Роб Рой.
Часть четвертая.
Глава шестая

Заявление о нарушении
авторских прав
Автор:Скотт В., год: 1817
Категории:Историческое произведение, Роман

Оригинал этого текста в старой орфографии. Ниже предоставлен автоматический перевод текста в новую орфографию. Оригинал можно посмотреть по ссылке: Роб Рой. Часть четвертая. Глава шестая (старая орфография)



Предыдущая страницаОглавлениеСледующая страница

ГЛАВА VI.

"Прощай страна, где горы в туманах тонут как в мрачных могилах; где с шумом потоков, в долине бегущих мешаются зловещие, орлиные крики; Прощай, прекрасная страна! где в чистое озеро так часто погружается непорочно-стыдливая луна."

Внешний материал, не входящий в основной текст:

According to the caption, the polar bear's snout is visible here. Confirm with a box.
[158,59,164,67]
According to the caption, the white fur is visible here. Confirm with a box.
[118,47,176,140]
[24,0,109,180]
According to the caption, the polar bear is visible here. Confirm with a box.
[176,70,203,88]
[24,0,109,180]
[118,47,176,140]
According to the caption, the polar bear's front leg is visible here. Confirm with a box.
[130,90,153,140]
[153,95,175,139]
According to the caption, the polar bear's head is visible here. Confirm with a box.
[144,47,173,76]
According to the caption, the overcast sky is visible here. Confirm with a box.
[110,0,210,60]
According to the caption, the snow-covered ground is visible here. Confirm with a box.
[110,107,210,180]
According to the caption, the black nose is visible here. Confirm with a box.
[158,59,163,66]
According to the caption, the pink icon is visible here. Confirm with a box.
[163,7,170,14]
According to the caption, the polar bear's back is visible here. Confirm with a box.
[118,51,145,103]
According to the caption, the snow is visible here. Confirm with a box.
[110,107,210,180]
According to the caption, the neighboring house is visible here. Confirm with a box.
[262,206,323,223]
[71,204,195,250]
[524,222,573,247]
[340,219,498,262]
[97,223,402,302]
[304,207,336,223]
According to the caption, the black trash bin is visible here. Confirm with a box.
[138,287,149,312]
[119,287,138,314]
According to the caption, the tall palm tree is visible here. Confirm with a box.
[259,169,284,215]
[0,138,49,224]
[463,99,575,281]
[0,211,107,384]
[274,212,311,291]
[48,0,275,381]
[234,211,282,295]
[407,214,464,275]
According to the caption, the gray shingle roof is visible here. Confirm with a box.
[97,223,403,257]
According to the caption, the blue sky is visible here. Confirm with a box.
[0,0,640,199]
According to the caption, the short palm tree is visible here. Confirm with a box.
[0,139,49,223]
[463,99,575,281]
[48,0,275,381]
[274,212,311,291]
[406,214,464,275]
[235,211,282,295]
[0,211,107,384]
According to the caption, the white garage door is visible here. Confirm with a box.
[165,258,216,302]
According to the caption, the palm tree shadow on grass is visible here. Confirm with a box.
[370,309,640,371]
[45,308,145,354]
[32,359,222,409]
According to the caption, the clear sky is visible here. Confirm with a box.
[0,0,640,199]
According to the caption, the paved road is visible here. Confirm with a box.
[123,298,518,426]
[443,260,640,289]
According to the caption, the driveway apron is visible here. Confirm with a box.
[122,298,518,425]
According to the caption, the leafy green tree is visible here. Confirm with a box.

Мы проезжали живописную, хотя безплодную и сухую землю; но мой ум, углубленный в размышление, не позволял мне разсматривать подробно, и потому я не могу ее описать. Вправо видна была грозная вершина Бен-Ломонда, который как царь возвышается над прочими горами и стоит как верный, издалека заметный путеуказатель. Моя задумчивость разсеялась не прежде, как по утомительно долгом пути, когда сквозь дикие утесы засверкало озеро Ломонд. Я не стану описывать, чего не видавши не льзя себе представить. Прелестное озеро, усеянное красивыми островками в бесконечно разнообразных формах, к северу постепенно делаясь уже, исчезает в необозримой цепи гор; а к югу безпрестанно разширяясь, омывает веселые мысы бархатного луга: и таким образом изображало картину самую живую, пленительную и разнообразную в природе. С восточной стороны озера обогнулся дикой, суровой и гористой берег, и здесь-то было главное жилище Мак-Грегорова клана. На середине между Ломондом и другим озером стоял гарнизон для охранения смежной земли от набегов; но пещеры, утесы и болота, наполнявшия страну, делали маленькую крепость признаком опасности, а непредохранительным от нее средством.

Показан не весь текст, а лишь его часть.